As you can see it only printed out working in the billing department so that's good. That's exactly what we wanted to happen. So what is occurring here is in a real-life scenario obviously we'd probably pass more items in. But for this one let's pretend that you just got asked to implement the feature so that in case anyone's working on the billing dashboard the CEO or someone in the company wants to have a record of it and we may have other ones for the warehouse department we may want to see what they're working on or you know get some other information. And so when a decorator allows us to do is to implement all this behavior and then we can share that across all of these other classes so we can layer this on to any class that we want to have a logging mechanism attached to. This makes it possible to have much cleaner code bases. It works the way that. Classes and inheritance work except in this case you can see that product manager in accounts payable that shouldn't inherit from the same class so it is poor coding practice to make these inherit from a class. And so what this does is when we don't have items that have the same where they shouldn't inherit from the same class way decorator's allow us to do is to give shared behavior to specific classes without having to dive into inheritance.

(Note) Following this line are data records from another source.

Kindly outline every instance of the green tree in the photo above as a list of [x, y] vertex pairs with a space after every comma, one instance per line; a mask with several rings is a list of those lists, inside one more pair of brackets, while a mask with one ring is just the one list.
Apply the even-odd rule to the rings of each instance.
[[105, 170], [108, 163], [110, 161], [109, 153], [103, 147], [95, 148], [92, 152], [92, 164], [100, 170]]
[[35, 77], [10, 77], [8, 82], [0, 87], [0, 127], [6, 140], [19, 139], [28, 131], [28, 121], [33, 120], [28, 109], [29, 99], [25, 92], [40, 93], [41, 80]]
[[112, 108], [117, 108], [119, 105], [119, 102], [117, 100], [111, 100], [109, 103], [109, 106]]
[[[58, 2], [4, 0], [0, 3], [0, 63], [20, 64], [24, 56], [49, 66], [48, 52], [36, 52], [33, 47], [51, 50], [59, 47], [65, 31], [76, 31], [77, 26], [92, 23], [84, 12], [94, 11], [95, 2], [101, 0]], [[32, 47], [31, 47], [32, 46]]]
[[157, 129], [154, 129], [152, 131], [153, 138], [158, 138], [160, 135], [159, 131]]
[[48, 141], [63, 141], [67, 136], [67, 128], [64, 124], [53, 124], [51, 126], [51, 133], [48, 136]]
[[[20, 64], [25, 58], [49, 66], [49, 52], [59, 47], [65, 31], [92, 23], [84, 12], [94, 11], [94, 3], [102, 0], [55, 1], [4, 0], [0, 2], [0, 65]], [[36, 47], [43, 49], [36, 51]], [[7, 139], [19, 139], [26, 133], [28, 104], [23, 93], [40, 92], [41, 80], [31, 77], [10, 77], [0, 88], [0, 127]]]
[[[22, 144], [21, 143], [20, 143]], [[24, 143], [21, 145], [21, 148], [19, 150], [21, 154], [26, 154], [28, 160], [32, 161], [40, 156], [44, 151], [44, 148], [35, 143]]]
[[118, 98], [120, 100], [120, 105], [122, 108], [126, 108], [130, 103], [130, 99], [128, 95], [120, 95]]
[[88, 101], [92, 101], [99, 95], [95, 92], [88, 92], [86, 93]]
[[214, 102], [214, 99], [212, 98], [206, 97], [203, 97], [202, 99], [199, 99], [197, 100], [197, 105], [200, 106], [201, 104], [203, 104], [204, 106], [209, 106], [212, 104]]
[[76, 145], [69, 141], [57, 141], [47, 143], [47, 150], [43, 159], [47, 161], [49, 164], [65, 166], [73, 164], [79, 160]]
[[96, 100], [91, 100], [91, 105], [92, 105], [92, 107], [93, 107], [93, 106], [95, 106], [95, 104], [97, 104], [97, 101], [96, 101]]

So this is something that is considered a best practice in most modern development. You see this kind code in a lot of different things. In Ruby they have a module called the fordable module that allows you to have this same kind of behavior. Javascript has a lot of things built around the ability to work with decorators and to layer on behavior without having to use inheritance so this is something you'll see quite a bit. But more than seeing it in other languages you will see this all the time in angular 2 development which is why we talked about it here. So that is how you can use class decorators and in the next guide we're going to talk about how we can use function decorators.